We can all be LGBTQ+ allies
The journey of Pride is one of great strength and inclusion.
It started on 28 June 1969, when police raided the Stonewall Inn in the Greenwich Village neighbourhood of Manhattan as part of a bid to shut down LGBT bars for good. This raid was the tipping point for a community who had been persecuted persistently – the Stonewall uprising began as people fought for the basic right to be accepted.
People from all walks of life stood strong against injustice and discrimination. Marsha P Johnson, a self-identified drag queen and transgender woman, Raymond Castro, a Puerto Rican immigrant who had chosen to make New York his home, and Danny Garvin, a gay man who had been brought up Irish Catholic, are just a handful of the people at the forefront of the historic uprising.
Both LGBTQ+ people and allies were, and still are, vital to moving society forward. Allyship shows people they’re truly seen and truly respected for who they are. It allows people to be their authentic selves and provides a support network of people who, although they don’t identify as part of that community, will work to create a better world. Without people from all backgrounds standing for what’s right, we can’t grow as a society.
So, what is allyship?
Allyship is the consistent and life-long practice of creating space for others. That means creating space in your mind to learn about and accept new ideas. Creating space in the noise for other voices to be heard. And creating space in the world for people to be their true selves.
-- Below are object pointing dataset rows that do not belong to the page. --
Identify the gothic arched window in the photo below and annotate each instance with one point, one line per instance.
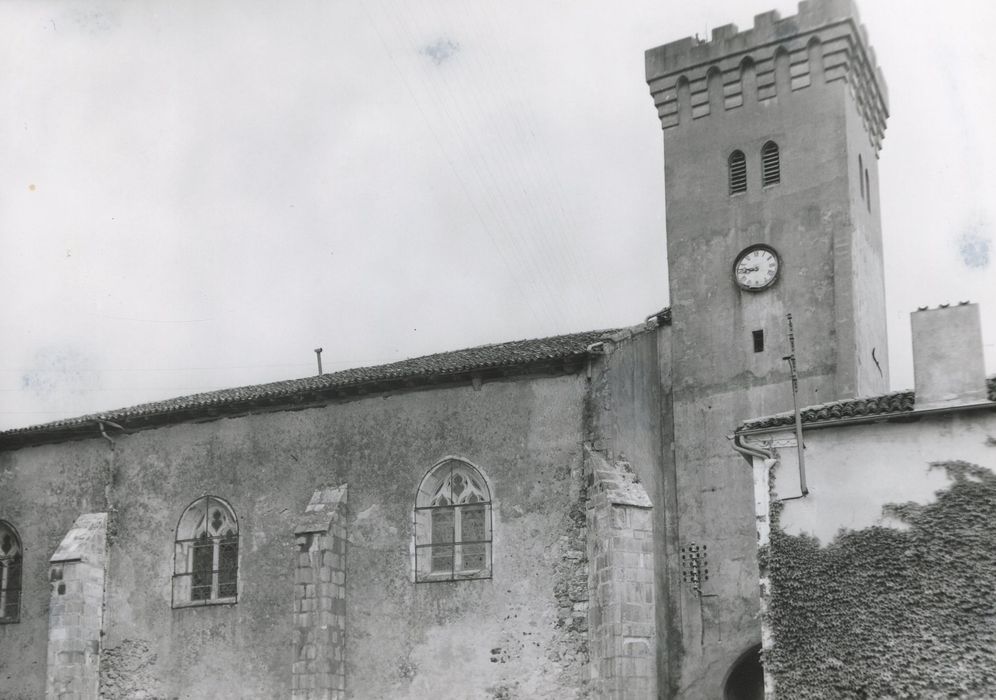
(452, 524)
(771, 173)
(738, 172)
(206, 558)
(10, 573)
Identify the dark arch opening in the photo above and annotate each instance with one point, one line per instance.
(746, 678)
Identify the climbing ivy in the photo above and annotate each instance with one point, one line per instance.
(888, 612)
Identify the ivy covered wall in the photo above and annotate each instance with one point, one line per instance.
(890, 612)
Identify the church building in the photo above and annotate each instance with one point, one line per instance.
(563, 517)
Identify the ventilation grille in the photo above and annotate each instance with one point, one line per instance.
(738, 173)
(770, 167)
(694, 565)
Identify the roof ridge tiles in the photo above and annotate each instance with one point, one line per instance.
(879, 405)
(480, 357)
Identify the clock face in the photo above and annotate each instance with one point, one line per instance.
(756, 268)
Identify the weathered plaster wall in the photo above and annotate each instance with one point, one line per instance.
(880, 582)
(631, 421)
(503, 637)
(42, 491)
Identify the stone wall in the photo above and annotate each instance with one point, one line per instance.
(506, 636)
(621, 580)
(76, 610)
(320, 599)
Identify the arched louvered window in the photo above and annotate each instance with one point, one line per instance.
(452, 524)
(206, 557)
(10, 573)
(738, 172)
(770, 166)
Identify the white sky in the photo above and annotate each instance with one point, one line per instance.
(195, 195)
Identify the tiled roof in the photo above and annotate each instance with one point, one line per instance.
(419, 371)
(888, 404)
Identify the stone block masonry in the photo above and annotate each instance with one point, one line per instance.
(319, 671)
(622, 626)
(76, 610)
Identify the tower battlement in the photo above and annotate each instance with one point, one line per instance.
(824, 42)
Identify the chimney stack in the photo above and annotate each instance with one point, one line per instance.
(948, 366)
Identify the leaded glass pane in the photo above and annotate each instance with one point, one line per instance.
(442, 533)
(452, 524)
(228, 558)
(202, 568)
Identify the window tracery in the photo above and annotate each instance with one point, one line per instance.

But there’s no set way to create this space. Some choose to be cheerleaders – a visible and vocal supporter who encourages people to engage and makes room for inclusive and diverse events. Some are natural amplifiers, ensuring others hear, value and respect all the voices in the room. Some take naturally to the supporter role – a trusted and willing ear, allowing people to share their thoughts and fears. And some take the role of researcher to build their knowledge of the lived experience of those they’re supporting. There are also born interveners, actively defending others and calling out offensive or problematic behaviour.
All these approaches are key to building a better world – diversity of approach allows us to see new perspectives and ensures we can support across a full spectrum of experience.
How can people be effective allies and be proud?
It’s important that we all find our own voice and individual way of practicing allyship, understanding that how our allyship manifests might change depending on the situation. It’s common to choose to be a cheerleader one day and the next find yourself taking on the role of researcher. Our personalities also play a critical part in determining the type of ally we’ll be, and it’s important to remember that there’s no best way – each approach brings a different strength to the fight against injustice.
We should all develop our allyship skills and celebrate LGBTQ+ rights. So, as well as trying out some of the roles above (maybe in your next meeting, try channelling your inner amplifier), try diversifying your own world by:
- practicing creating space – open your mind to new ideas, let another voice be heard and give someone space to be their true self
- using inclusive language – be aware of gendered terms and how different people might want to express their sexuality and gender
- taking time to educate yourself about LGBTQ+ rights
- seeking out LGBTQ+ voices – expand your knowledge of authors, creators and musicians from the community; take in a lecture on the history of gay rights; or tune in to a podcast from a different point of view.
Now is the time to stand alongside your friends, family and co-workers as proud allies of the LGBTQ+ community. As Marsha P Johnson put it: “How many years does it take for people to see that we’re all brothers and sisters and human beings in the human race?”